DT-HATS DC6
DC6: Xiao Xiao

Xiao Xiao

DC6: Development of multicomponent real-fluid machine leaning (RFM-DAL) approach for LES of NH3-H2 injection and mixing

My doctoral research focuses on improving the efficiency of computational fluid dynamics (CFD) simulations for hydrogen–ammonia (H₂/NH₃) heavy-duty engines. Simulating these engines requires solving large systems of differential equations to compute thermodynamic properties of multi-species reacting mixtures, which results in very high computational cost. Conventional CFD approaches therefore rely on tabulation methods, where thermodynamic data are precomputed and stored in lookup tables to accelerate simulations. However, for combustion systems involving many chemical species, the dimensionality of these tables increases rapidly, making them impractical due to memory limitations.

My research addresses this challenge by replacing high-dimensional lookup tables with a deep-learning-based surrogate model. The model will learn thermodynamic relationships from precomputed datasets and provide fast property predictions during CFD runtime. Implemented within the CONVERGE CFD framework, this approach aims to maintain the accuracy of detailed thermodynamic models while drastically reducing computational cost, enabling efficient simulations of complex H₂/NH₃ combustion processes.

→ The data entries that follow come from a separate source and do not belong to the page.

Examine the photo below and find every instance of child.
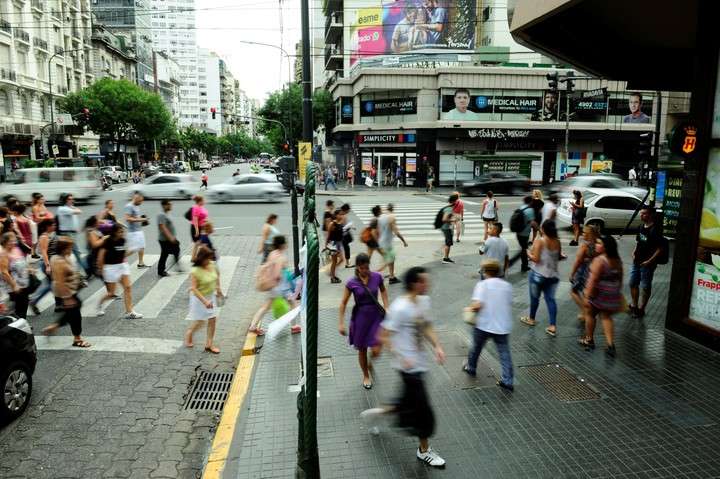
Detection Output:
[463,259,514,391]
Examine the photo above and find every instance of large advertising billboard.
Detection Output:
[350,0,477,64]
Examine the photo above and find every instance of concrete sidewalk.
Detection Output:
[224,234,720,478]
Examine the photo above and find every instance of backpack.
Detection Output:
[510,206,528,233]
[255,261,280,292]
[433,206,446,229]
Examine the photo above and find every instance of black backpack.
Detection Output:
[510,206,528,233]
[433,206,446,229]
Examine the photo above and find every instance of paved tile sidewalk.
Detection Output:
[225,234,720,478]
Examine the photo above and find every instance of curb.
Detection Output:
[202,334,259,479]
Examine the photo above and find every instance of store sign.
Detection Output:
[357,133,415,145]
[360,98,417,116]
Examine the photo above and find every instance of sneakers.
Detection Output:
[416,447,445,467]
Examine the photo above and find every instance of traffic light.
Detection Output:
[545,72,558,90]
[565,71,575,93]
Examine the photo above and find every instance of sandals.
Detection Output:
[520,316,537,326]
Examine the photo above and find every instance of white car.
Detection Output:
[207,174,285,201]
[557,188,642,230]
[132,173,198,199]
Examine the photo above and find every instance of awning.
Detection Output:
[511,0,700,91]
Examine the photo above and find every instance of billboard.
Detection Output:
[350,0,477,64]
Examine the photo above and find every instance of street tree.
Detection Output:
[58,78,174,163]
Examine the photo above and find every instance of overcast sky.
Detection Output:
[195,0,301,100]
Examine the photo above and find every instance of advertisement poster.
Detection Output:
[688,148,720,331]
[350,0,477,65]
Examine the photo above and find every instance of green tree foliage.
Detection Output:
[59,78,174,158]
[258,83,335,153]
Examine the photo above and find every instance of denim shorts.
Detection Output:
[630,264,655,290]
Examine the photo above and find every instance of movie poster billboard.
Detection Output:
[350,0,477,64]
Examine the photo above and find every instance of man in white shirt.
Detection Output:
[463,260,514,391]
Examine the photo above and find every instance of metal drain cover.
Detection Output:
[522,363,600,402]
[185,371,235,412]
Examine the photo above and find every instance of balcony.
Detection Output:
[13,27,30,45]
[325,12,343,43]
[33,37,48,51]
[0,68,17,82]
[325,44,343,70]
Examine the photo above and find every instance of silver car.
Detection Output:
[207,174,285,202]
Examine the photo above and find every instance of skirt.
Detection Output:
[185,293,218,321]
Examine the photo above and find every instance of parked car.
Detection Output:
[207,174,285,202]
[100,166,129,183]
[557,188,642,230]
[132,173,198,200]
[0,166,102,203]
[542,174,647,198]
[0,316,37,424]
[461,171,530,196]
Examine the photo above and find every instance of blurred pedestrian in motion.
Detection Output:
[338,253,389,389]
[361,266,445,467]
[0,232,30,318]
[184,245,223,354]
[520,220,561,337]
[480,191,498,241]
[96,223,143,319]
[570,225,600,321]
[570,190,586,246]
[579,235,626,357]
[258,213,280,263]
[43,236,91,348]
[463,259,514,391]
[30,218,57,316]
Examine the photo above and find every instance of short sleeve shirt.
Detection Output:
[382,296,432,373]
[472,278,513,334]
[125,202,142,233]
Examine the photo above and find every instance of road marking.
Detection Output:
[35,335,183,354]
[202,334,257,479]
[134,255,191,318]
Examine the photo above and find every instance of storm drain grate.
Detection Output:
[523,364,600,402]
[185,371,235,411]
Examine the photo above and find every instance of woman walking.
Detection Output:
[338,253,390,389]
[185,245,223,354]
[570,190,585,246]
[43,236,91,348]
[480,191,498,241]
[30,218,57,316]
[0,232,30,318]
[520,221,561,337]
[579,235,625,357]
[570,225,599,321]
[258,213,280,263]
[97,223,143,319]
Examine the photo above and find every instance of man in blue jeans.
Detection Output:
[630,206,663,318]
[463,259,514,391]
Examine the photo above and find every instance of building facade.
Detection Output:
[0,0,97,181]
[329,67,687,186]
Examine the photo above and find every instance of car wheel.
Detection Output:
[0,361,32,421]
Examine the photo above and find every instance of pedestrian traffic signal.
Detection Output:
[545,72,558,90]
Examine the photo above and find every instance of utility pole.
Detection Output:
[293,0,320,479]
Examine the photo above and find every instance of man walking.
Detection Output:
[440,194,458,264]
[125,193,148,268]
[378,203,407,284]
[157,200,180,278]
[360,266,445,467]
[630,206,663,318]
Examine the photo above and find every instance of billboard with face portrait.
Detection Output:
[350,0,477,64]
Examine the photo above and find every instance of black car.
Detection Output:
[0,316,37,424]
[461,171,530,196]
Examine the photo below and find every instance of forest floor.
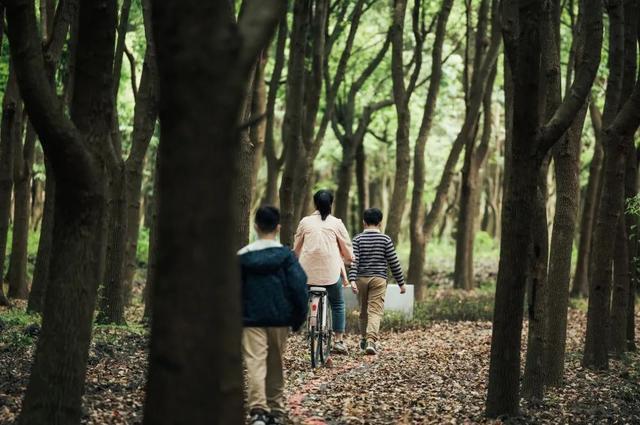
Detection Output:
[0,296,640,425]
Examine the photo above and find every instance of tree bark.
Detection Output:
[144,0,284,425]
[263,6,288,205]
[280,0,311,246]
[9,120,36,300]
[522,156,550,402]
[453,65,496,290]
[608,0,638,358]
[582,0,637,369]
[27,158,56,313]
[0,63,22,305]
[486,0,602,417]
[5,0,116,425]
[542,0,587,386]
[124,8,158,314]
[422,1,501,250]
[27,0,78,313]
[608,214,630,352]
[544,105,587,386]
[142,147,160,321]
[571,100,604,297]
[407,0,453,300]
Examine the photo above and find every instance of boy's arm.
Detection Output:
[349,236,360,282]
[285,250,309,331]
[293,221,304,257]
[385,238,405,286]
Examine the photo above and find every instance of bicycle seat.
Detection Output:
[309,286,327,294]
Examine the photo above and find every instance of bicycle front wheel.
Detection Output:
[320,303,333,364]
[309,326,320,368]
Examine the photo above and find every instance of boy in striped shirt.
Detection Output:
[349,208,406,354]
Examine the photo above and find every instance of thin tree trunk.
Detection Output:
[385,0,411,245]
[280,0,310,246]
[522,158,550,402]
[608,214,630,358]
[0,63,21,305]
[7,1,117,425]
[263,8,288,205]
[124,0,158,312]
[582,0,626,369]
[544,105,587,386]
[353,143,371,225]
[9,120,36,300]
[453,66,497,290]
[571,101,604,297]
[486,0,602,418]
[27,157,56,313]
[407,0,453,300]
[625,147,640,351]
[144,0,284,425]
[142,151,160,320]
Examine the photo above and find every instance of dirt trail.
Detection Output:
[286,312,640,425]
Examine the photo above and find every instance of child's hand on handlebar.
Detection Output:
[351,281,358,295]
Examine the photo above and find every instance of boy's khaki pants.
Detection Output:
[356,276,387,342]
[242,327,289,412]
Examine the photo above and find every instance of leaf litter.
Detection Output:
[0,304,640,425]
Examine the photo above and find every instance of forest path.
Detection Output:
[286,311,640,425]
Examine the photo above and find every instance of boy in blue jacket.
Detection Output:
[238,206,308,425]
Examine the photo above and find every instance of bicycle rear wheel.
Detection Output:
[320,300,333,364]
[309,326,320,368]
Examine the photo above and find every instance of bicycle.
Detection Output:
[307,286,333,368]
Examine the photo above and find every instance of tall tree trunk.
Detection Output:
[609,0,638,357]
[124,22,158,312]
[453,65,497,290]
[571,100,604,297]
[0,63,22,305]
[407,0,453,300]
[625,147,640,351]
[263,9,288,205]
[142,152,160,320]
[29,145,45,231]
[97,0,137,324]
[422,1,501,252]
[280,0,311,246]
[522,158,550,402]
[27,0,78,313]
[144,0,284,425]
[9,124,36,300]
[7,1,116,425]
[582,0,637,369]
[486,0,602,417]
[608,214,630,358]
[385,0,411,245]
[353,143,371,225]
[27,158,56,313]
[544,105,587,386]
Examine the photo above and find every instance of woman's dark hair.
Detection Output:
[313,190,333,221]
[362,208,382,226]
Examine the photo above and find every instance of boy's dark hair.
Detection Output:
[313,189,333,221]
[362,208,382,226]
[255,205,280,233]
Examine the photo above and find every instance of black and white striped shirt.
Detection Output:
[349,229,404,286]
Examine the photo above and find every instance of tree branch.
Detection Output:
[238,0,286,70]
[538,0,602,153]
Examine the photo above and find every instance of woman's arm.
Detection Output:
[293,221,304,257]
[336,220,353,264]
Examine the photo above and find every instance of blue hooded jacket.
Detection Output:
[239,246,309,330]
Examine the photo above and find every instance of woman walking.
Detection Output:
[293,190,353,354]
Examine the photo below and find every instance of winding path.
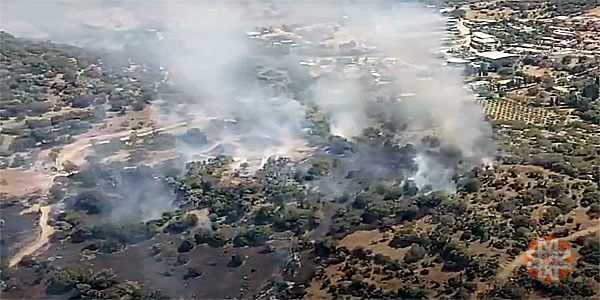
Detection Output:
[8,204,54,268]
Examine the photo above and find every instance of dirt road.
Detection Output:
[8,204,54,268]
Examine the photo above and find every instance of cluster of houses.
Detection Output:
[441,1,600,97]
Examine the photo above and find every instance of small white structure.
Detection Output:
[471,32,500,51]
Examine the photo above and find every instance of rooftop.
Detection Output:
[477,51,519,60]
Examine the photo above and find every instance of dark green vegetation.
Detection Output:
[0,32,162,168]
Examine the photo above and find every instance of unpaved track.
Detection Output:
[8,204,54,268]
[9,119,207,267]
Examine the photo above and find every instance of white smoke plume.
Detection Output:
[0,1,493,195]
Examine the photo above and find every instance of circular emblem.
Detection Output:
[525,236,573,283]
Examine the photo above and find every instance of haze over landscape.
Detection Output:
[0,0,600,299]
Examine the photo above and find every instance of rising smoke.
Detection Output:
[1,1,493,212]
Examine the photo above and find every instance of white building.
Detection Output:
[471,32,500,51]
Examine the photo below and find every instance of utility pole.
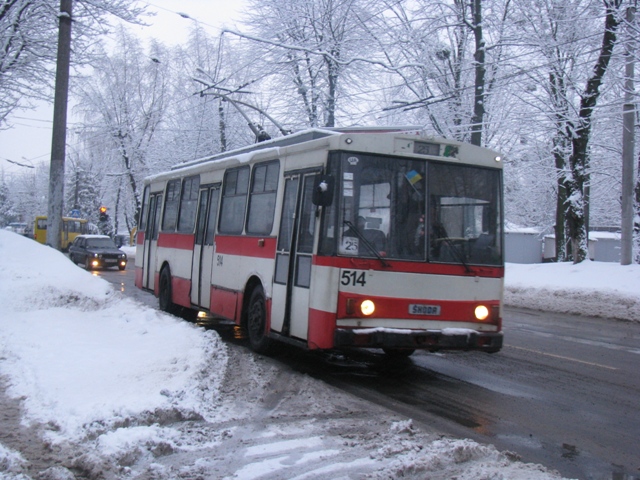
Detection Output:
[47,0,72,250]
[620,7,636,265]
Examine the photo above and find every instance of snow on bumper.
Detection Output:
[334,328,503,353]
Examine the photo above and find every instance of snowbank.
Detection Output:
[0,232,226,437]
[504,261,640,322]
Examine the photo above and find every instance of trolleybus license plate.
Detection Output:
[409,303,440,315]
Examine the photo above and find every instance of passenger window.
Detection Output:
[178,175,200,233]
[247,161,280,235]
[218,166,249,234]
[162,179,180,231]
[138,185,149,232]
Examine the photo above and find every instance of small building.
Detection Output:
[504,228,542,263]
[542,229,620,262]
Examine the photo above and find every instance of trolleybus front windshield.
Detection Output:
[320,153,502,265]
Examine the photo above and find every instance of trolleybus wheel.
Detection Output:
[247,287,273,354]
[382,348,416,358]
[158,267,175,313]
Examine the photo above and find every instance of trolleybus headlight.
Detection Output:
[474,305,489,320]
[360,300,376,316]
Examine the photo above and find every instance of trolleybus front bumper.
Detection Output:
[334,328,503,353]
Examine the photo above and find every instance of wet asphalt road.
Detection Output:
[96,269,640,480]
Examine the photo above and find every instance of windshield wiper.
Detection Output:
[440,234,474,273]
[343,220,391,268]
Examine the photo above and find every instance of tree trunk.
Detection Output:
[47,0,72,250]
[564,0,622,263]
[471,0,485,146]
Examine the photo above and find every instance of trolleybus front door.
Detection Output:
[191,185,220,309]
[142,193,162,290]
[271,172,316,340]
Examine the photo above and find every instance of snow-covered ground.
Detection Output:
[0,231,640,480]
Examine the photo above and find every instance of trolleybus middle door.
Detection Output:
[191,185,220,309]
[271,172,316,340]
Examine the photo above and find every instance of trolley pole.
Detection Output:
[620,7,635,265]
[47,0,72,250]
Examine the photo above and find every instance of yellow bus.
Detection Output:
[33,215,88,250]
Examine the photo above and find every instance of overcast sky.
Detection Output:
[0,0,245,173]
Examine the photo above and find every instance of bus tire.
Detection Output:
[382,348,416,358]
[158,267,176,313]
[246,286,273,354]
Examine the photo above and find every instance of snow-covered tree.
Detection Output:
[77,28,169,228]
[0,0,145,128]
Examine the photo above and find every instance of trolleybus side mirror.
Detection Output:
[311,175,335,207]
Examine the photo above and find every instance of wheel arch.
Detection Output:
[240,275,271,328]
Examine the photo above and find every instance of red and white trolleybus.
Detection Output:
[135,130,504,355]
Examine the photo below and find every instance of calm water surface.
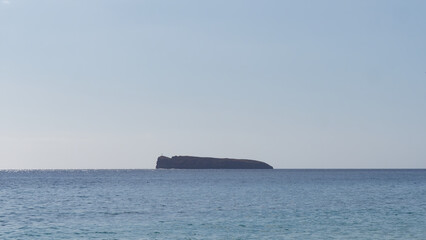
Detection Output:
[0,170,426,239]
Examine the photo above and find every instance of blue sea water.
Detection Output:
[0,170,426,239]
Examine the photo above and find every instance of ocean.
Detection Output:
[0,169,426,239]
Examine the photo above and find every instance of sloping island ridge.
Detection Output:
[155,156,273,169]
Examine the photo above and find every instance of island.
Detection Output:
[156,156,273,169]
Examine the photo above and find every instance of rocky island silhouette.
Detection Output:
[156,156,273,169]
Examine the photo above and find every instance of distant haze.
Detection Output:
[0,0,426,169]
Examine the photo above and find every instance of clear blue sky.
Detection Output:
[0,0,426,169]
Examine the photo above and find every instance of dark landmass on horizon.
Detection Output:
[155,156,273,169]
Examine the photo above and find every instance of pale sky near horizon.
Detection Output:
[0,0,426,169]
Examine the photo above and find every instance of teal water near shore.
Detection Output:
[0,170,426,239]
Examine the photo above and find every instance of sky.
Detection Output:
[0,0,426,169]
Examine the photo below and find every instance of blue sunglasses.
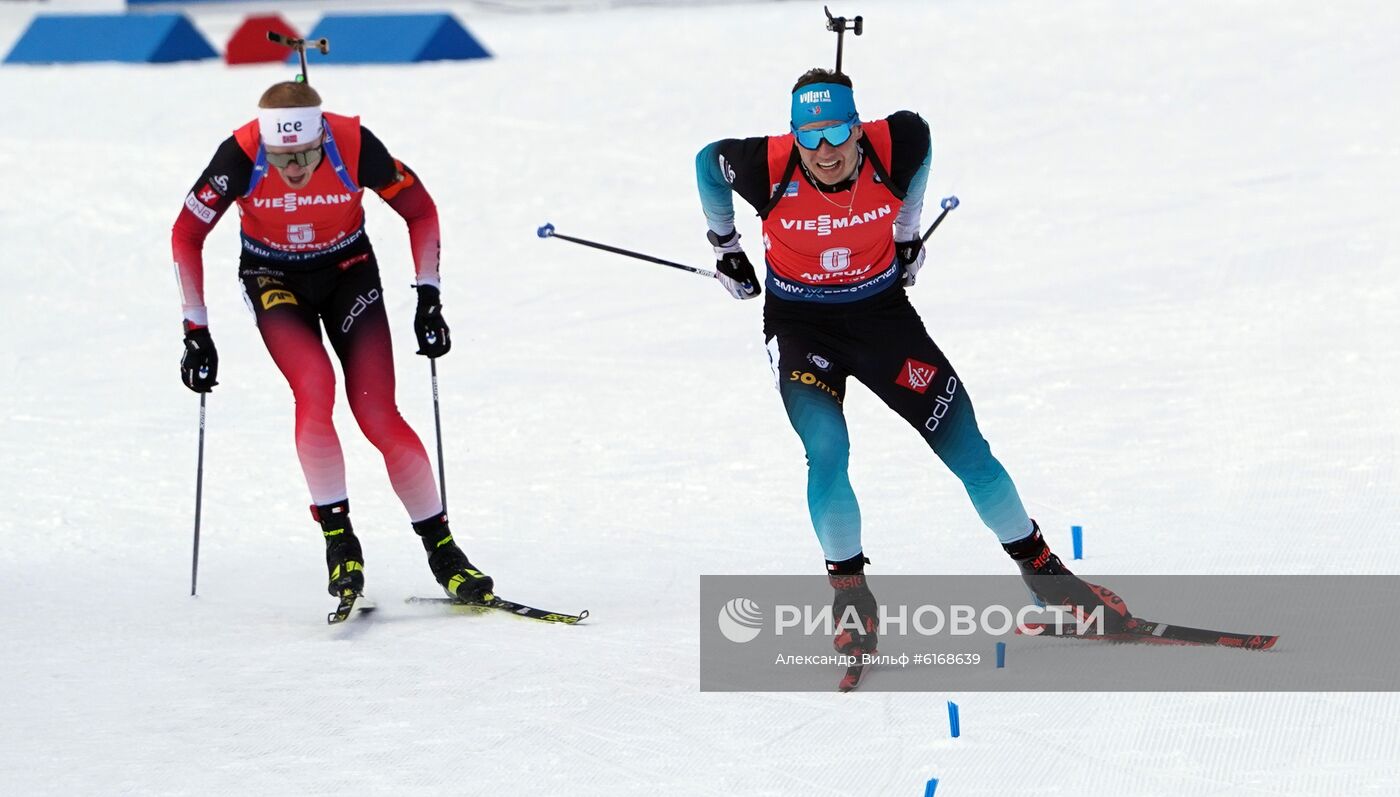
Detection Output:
[792,122,851,150]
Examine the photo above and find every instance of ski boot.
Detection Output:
[413,513,494,602]
[311,500,364,598]
[1002,520,1137,633]
[826,553,879,657]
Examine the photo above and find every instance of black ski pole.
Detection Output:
[428,357,447,511]
[822,6,865,74]
[189,394,209,598]
[918,196,958,244]
[535,224,715,279]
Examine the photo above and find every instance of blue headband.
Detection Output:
[792,83,858,130]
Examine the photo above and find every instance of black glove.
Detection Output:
[707,230,763,298]
[413,284,452,360]
[179,326,218,394]
[895,238,925,287]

Supervisor Dr Habchi Chaouki hosted by

1st secondment: industrial hosted by

About me

My previous academic research focused on energy systems, where I applied deep learning to uncover complex patterns in data and combined statistical methods to evaluate the reliability of the results. This experience provided a strong foundation in data-driven modelling, analysis, and the development of AI approaches for scientific applications. I obtained my Bachelor’s degree in Electrical Engineering and my Master’s degree in Energy and Power Engineering in China.

I am particularly interested in designing reliable and interpretable AI4Science models for complex physical systems. Through the DT-HATS project, I aim to apply these skills to simulation and predictive modelling of hydrogen and ammonia engines, gaining experience in computational fluid dynamics, thermodynamics, and AI integration. DT-HATS offers a valuable opportunity to contribute to energy transition research while developing practical expertise in advanced modelling tools.

DT-HATS gives me the opportunity to combine AI, CFD, and thermodynamics in contributing to clean energy solutions, while learning from leading international experts.